太陽系には類似したものが存在しないタイプである,地球と海王星の中間程度の半径を持つ惑星が系外惑星には多数発見されている.これらのスーパーアースとサブネプチューンは,おそらく惑星形成の結果としては最も一般的なものだろうと考えられる.

このような惑星の質量と半径の測定からは,全体の組成は巨大ガス惑星よりも多様性があることが示唆されている.しかし大気中の分子吸収の分光学的な直接検出と,大気ガスの混合比への制約は,海王星よりも重い惑星に限られていた.

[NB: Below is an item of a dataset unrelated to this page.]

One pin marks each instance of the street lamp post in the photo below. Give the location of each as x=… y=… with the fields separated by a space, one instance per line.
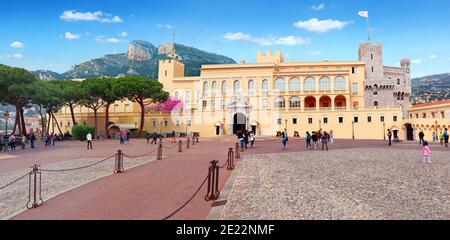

ここでは,ハッブル宇宙望遠鏡とスピッツァー宇宙望遠鏡を用いた 12 回のトランジットと 20 回の二次食観測から,サブネプチューン GJ 3470b を解析した.この惑星は 12.6 地球質量であり,これまでに探査された系外海王星型惑星 (22-23 地球質量),および岩石惑星の密度を持つことが分かっている 7 地球質量のものたちの中間に位置している.

何年にもわたるデータ取得から,大気中の水の吸収の確実な検出を報告する (5σ 以上).また,これまでで最も弱い輻射を受けている惑星からの熱放射の検出も報告する.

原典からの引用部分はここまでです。